After 24 weeks, the percentage of children with adequate healing on radiographs (score: less than 1.5) who had a serum alkaline phosphatase level of less than 350 U per L was similar in the calcium and the calcium-vitamin D groups (61 and 58 percent). Just 19 percent of the children who were given only vitamin D had comparable healing. The serum calcium levels for the first two groups of children increased from approximately 7.7 to 9 mg per dL. In the children who were given only vitamin D, the calcium level increased to 8.3 mg per dL (2.07 mmol per L) at 24 weeks. Subjective improvement was noted in 86 percent of children who received calcium, 93 percent who had calcium and vitamin D, and 83 percent who were given vitamin D alone. Of six fractures, four were in the children who received only vitamin D.
The authors conclude that calcium supplementation alone or in combination with vitamin D is an effective treatment for rickets. These findings support their hypothesis that a deficiency of calcium plays a major role in the occurrence of rickets in children.

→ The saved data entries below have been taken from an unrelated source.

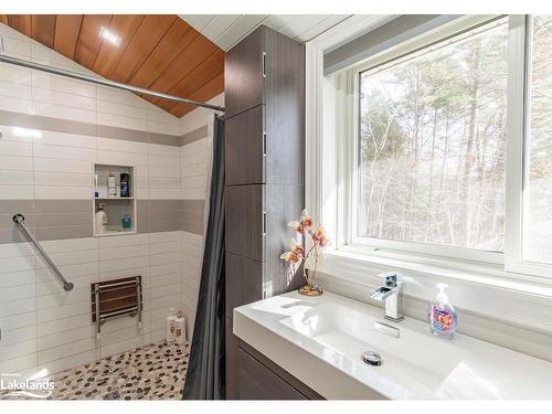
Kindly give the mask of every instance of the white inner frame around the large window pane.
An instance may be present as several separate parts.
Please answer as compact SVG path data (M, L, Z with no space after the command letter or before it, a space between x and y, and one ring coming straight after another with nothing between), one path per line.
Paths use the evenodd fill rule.
M443 246L418 242L363 237L355 234L358 205L358 145L360 116L360 75L367 71L380 71L417 51L431 47L447 39L461 35L481 25L507 19L508 24L508 79L507 79L507 160L506 160L506 224L503 252L490 252L469 247ZM413 263L442 264L446 267L482 269L487 273L511 273L513 278L521 275L552 277L552 265L523 261L523 189L527 150L529 148L529 104L530 104L530 15L465 15L436 30L403 42L372 59L357 64L332 76L336 88L336 178L337 220L335 222L335 248L342 252L372 257L401 257ZM520 59L520 56L522 59ZM513 109L512 109L513 108ZM357 191L355 191L357 190ZM523 278L523 277L521 277Z

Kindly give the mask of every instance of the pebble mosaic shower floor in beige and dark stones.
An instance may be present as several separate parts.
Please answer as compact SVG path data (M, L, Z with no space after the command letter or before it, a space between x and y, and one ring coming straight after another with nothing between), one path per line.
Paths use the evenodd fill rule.
M190 344L155 343L59 372L53 391L0 392L0 400L180 400Z

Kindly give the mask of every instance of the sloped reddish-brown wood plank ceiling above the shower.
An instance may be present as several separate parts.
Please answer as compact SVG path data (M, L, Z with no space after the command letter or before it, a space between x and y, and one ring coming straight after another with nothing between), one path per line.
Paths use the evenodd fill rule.
M0 14L0 22L113 81L200 102L224 91L224 52L176 14ZM100 28L120 44L104 41ZM142 97L178 117L195 108Z

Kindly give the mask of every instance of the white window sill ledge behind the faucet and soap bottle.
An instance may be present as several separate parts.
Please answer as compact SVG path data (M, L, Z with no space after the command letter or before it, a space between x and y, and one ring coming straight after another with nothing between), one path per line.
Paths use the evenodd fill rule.
M422 264L376 252L360 254L354 248L328 252L319 265L322 282L346 282L365 289L380 286L379 275L390 270L403 275L404 295L413 299L432 300L437 291L435 285L446 283L450 301L460 310L546 335L552 332L550 279L512 275L495 266L485 268L460 261Z

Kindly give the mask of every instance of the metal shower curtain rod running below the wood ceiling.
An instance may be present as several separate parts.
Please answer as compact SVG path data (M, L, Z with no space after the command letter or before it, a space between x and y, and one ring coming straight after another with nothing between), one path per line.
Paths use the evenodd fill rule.
M135 92L138 94L151 95L151 96L156 96L156 97L161 98L161 99L178 102L180 104L201 106L203 108L219 110L222 113L225 110L223 106L205 104L202 102L181 98L179 96L168 95L168 94L163 94L161 92L149 91L149 89L145 89L142 87L131 86L131 85L123 84L119 82L114 82L114 81L109 81L109 79L102 79L102 78L97 78L97 77L89 76L89 75L83 75L83 74L79 74L76 72L71 72L71 71L65 71L65 70L57 68L57 67L46 66L46 65L42 65L40 63L23 61L21 59L11 57L11 56L7 56L3 54L0 54L0 62L10 63L10 64L17 65L17 66L29 67L29 68L33 68L36 71L53 73L54 75L72 77L74 79L79 79L79 81L84 81L84 82L91 82L91 83L95 83L98 85L115 87L117 89L124 89L124 91Z

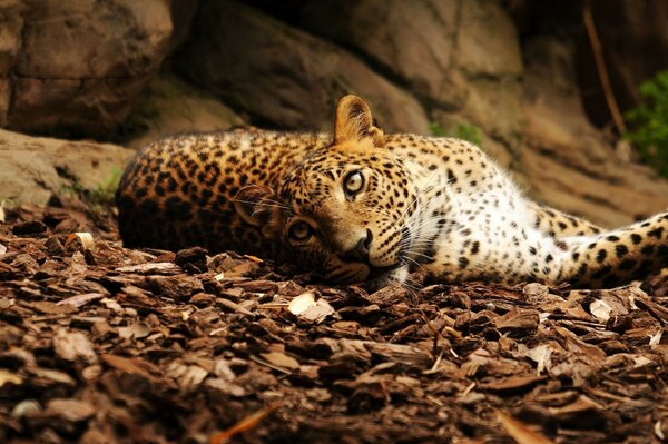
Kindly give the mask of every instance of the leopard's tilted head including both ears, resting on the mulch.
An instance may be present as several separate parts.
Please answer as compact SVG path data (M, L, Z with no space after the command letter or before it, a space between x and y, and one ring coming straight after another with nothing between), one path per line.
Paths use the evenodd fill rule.
M369 106L338 102L333 144L287 172L277 190L248 187L237 211L281 245L286 259L336 283L373 287L407 275L406 226L416 201L401 159Z

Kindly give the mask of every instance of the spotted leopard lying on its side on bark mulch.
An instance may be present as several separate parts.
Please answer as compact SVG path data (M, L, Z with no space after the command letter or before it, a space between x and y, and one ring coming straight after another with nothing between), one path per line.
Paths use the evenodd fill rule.
M478 146L385 134L343 97L332 134L237 128L138 151L117 193L127 247L200 246L334 284L610 288L668 266L668 213L617 229L540 205Z

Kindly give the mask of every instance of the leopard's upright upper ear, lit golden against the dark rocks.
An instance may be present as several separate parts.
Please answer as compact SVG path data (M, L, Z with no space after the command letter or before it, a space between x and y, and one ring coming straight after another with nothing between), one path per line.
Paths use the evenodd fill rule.
M334 145L371 140L374 146L385 145L383 130L375 125L369 105L357 96L345 96L336 106Z

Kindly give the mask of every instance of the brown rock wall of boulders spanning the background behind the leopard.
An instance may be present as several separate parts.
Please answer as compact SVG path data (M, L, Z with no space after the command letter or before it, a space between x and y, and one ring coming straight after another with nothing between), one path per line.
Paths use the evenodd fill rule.
M592 12L620 102L631 106L635 85L661 68L654 55L668 52L668 3L610 1L592 1ZM243 122L330 130L336 100L354 92L387 131L474 126L529 194L620 225L668 207L668 185L591 124L609 116L582 7L4 0L0 127L132 147Z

Thacher TD, et al. A comparison of calcium, vitamin D, or both for nutritional rickets in Nigerian children. N Engl J Med. August 19, 1999;341:563–8.
editor's note: Although rickets is not a significant problem in the United States, this study lends additional support to the benefits of dietary calcium. In an accompanying editorial, Bishop discusses the issue of calcium intake for children, with his final words of advice being “drink up your milk, and go play outside.”
Bishop N. Rickets today–children still need milk and sunshine. N Engl J Med. August 19 1999;341:602–03.